How Much Caffeine Should I Drink Per Day?

This wildly varies between person to person, due to the effects of caffeine as discussed above.

But the safe level on average tends to be around 400mg of caffeine per day. This is 3 to 4 cups depending on how you brew it. 

Studies have shown that those who drink three cups per day are 17% less likely to die young compared to abstainers. The risk of a heart related death falls by a fifth, and it can help with activity levels.

Listen to your body when drinking coffee. If a second cup makes you shaky, and you suffer from a big drop in the afternoon, don’t fight your way to a third cup just because of the study above.

How Can I Reduce The Amount Of Caffeine In My Cup?

Wondering how to cut down on coffee without actually cutting out the coffee?

You can alter the amount of caffeine in your cup, as opposed to the amount of coffee – it is always worth using a Coffee Calculator to ensure you aren’t overloading though.

The amount of caffeine in an average cup of coffee (8oz/230ml) varies from between 80 to 150 milligrams. This variation is due to several factors: 

Variety

The main difference is caused by from where, and from which variety of plant, the coffee beans are harvested.

As caffeine has natural antifungal properties, coffee plants grown in environments less favourable to the growth of fungal spores contain less caffeine. At high altitudes, the temperature and humidity are such that spores germinate too slowly to have too much of an effect on a coffee plant.
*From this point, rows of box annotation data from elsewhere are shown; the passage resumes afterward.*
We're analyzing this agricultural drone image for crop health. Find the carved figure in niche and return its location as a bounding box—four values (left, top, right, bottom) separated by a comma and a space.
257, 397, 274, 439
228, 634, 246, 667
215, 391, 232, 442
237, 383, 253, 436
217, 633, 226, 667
So, generally speaking, the higher the altitude at which a bean is grown, the lower its caffeine content. Also, Arabica beans typically have half the amount of caffeine when compared to Robusta beans.

Roasting

The roasting process alters the amount of caffeine in a bean. A common belief is that the darker the roast level, the lower the caffeine content. This is generally true for some beans, but not all, and can sometimes have little impact.

Caffeine has a very stable structure with a boiling point above 315°C, well above roasting temperatures which rarely exceed 245°C. Nevertheless, a small amount of caffeine is usually lost due to sublimation, where a substance changes directly from a solid state to a gaseous one. This occurs in caffeine at approximately 175°C.

The roasting process dramatically alters a coffee bean. A bean loses weight, mostly due to water evaporation, causing the level of caffeine by weight to increase. However, as beans nearly double in size when roasting, the level of caffeine by volume decreases.

Brewing

The next factor affecting the caffeine content of your cup of coffee is the brewing method. Different brewing methods require different amounts of coffee, ground to different sizes.

It is usually thought that drip makers coffee can increase the amount of caffeine in a cup. It is more likely that the water will touch more grounds using a filter or drip method versus using a steeping method such as a moka pot or cafetiere. This is why espresso has to be tamped before the water starts pouring, so the grounds are packed in more tightly and the water can’t escape through gaps without touching all of the grounds.

Serving Size

We have said that the average serving is around 230ml. But although espresso (around 30ml) has more caffeine per volume compared to regular coffee, it usually contains less per serving as you aren’t getting as much.

However, the effects will be felt more quickly with an espresso, and wear off faster, as caffeine is absorbed more rapidly when taken in concentrated doses. Which is why it is so popular for a ‘quick fix’.